News Digest: Emerging Hedge Funds Navigate Costs and Fees to Attract Investors
December 30, 2024
News Digest:
According to the Standing Strong: Emerging Manager Survey 2024, a collaborative report by the Alternative Investment Management Association (AIMA) and Marex Prime Services, emerging hedge funds are adopting innovative strategies to remain competitive. This fourth report in the series focuses on managers overseeing up to $500 million in assets, analyzing key trends and operational strategies in a challenging environment.
The report highlights how post-COVID cost efficiencies are helping hedge funds offset rising operational expenses. While breakeven points have increased since 2022, they remain below pre-pandemic levels. Emerging managers continue to offer competitive fee structures, with average management and performance fees significantly lower than the traditional “2&20” model, providing value to investors.

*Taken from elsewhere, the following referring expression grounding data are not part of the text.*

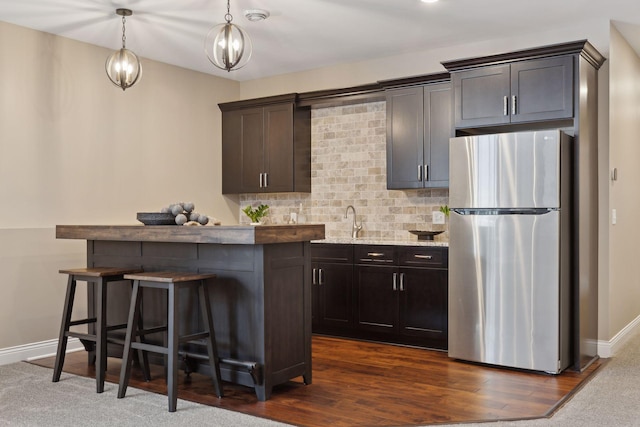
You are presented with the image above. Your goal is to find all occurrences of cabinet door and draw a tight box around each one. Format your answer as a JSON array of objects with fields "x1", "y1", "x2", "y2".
[
  {"x1": 399, "y1": 268, "x2": 448, "y2": 346},
  {"x1": 386, "y1": 87, "x2": 424, "y2": 189},
  {"x1": 510, "y1": 56, "x2": 574, "y2": 123},
  {"x1": 263, "y1": 103, "x2": 294, "y2": 192},
  {"x1": 221, "y1": 107, "x2": 263, "y2": 193},
  {"x1": 240, "y1": 108, "x2": 266, "y2": 192},
  {"x1": 355, "y1": 265, "x2": 397, "y2": 334},
  {"x1": 424, "y1": 83, "x2": 452, "y2": 188},
  {"x1": 316, "y1": 263, "x2": 354, "y2": 328},
  {"x1": 453, "y1": 64, "x2": 510, "y2": 128}
]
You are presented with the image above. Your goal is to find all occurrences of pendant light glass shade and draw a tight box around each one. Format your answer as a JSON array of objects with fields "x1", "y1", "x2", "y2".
[
  {"x1": 204, "y1": 0, "x2": 252, "y2": 72},
  {"x1": 105, "y1": 48, "x2": 142, "y2": 90},
  {"x1": 105, "y1": 9, "x2": 142, "y2": 91}
]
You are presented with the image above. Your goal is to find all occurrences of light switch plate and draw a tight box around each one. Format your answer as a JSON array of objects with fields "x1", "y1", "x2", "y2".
[{"x1": 433, "y1": 211, "x2": 446, "y2": 225}]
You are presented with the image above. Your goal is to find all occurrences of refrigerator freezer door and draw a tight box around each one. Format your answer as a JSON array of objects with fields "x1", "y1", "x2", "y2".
[
  {"x1": 448, "y1": 210, "x2": 562, "y2": 373},
  {"x1": 449, "y1": 130, "x2": 562, "y2": 209}
]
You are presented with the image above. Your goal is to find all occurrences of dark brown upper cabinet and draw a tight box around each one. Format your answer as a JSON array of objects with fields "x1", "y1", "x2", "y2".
[
  {"x1": 385, "y1": 79, "x2": 452, "y2": 189},
  {"x1": 449, "y1": 55, "x2": 574, "y2": 129},
  {"x1": 219, "y1": 94, "x2": 311, "y2": 194}
]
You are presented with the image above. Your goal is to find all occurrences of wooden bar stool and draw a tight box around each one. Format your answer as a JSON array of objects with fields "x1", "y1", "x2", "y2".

Investor interest in emerging managers remains robust. Over 85% of investors source managers through personal networks or prime broker capital introductions. Encouragingly, two-thirds of investors are open to allocating to funds managing less than $100 million, and half are willing to consider managers with track records of less than a year. However, increased due diligence has extended the average time to close investments from six to eight months.
Despite fee pressures and higher costs, emerging hedge funds remain attractive by prioritizing transparency, enhancing communication, and leveraging lean operating models. As they adapt to investor expectations, these managers continue to secure allocations while offering innovative solutions to a dynamic market landscape.
The findings reflect data from surveys of managers and investors conducted in early 2024, underscoring the resilience of emerging hedge funds.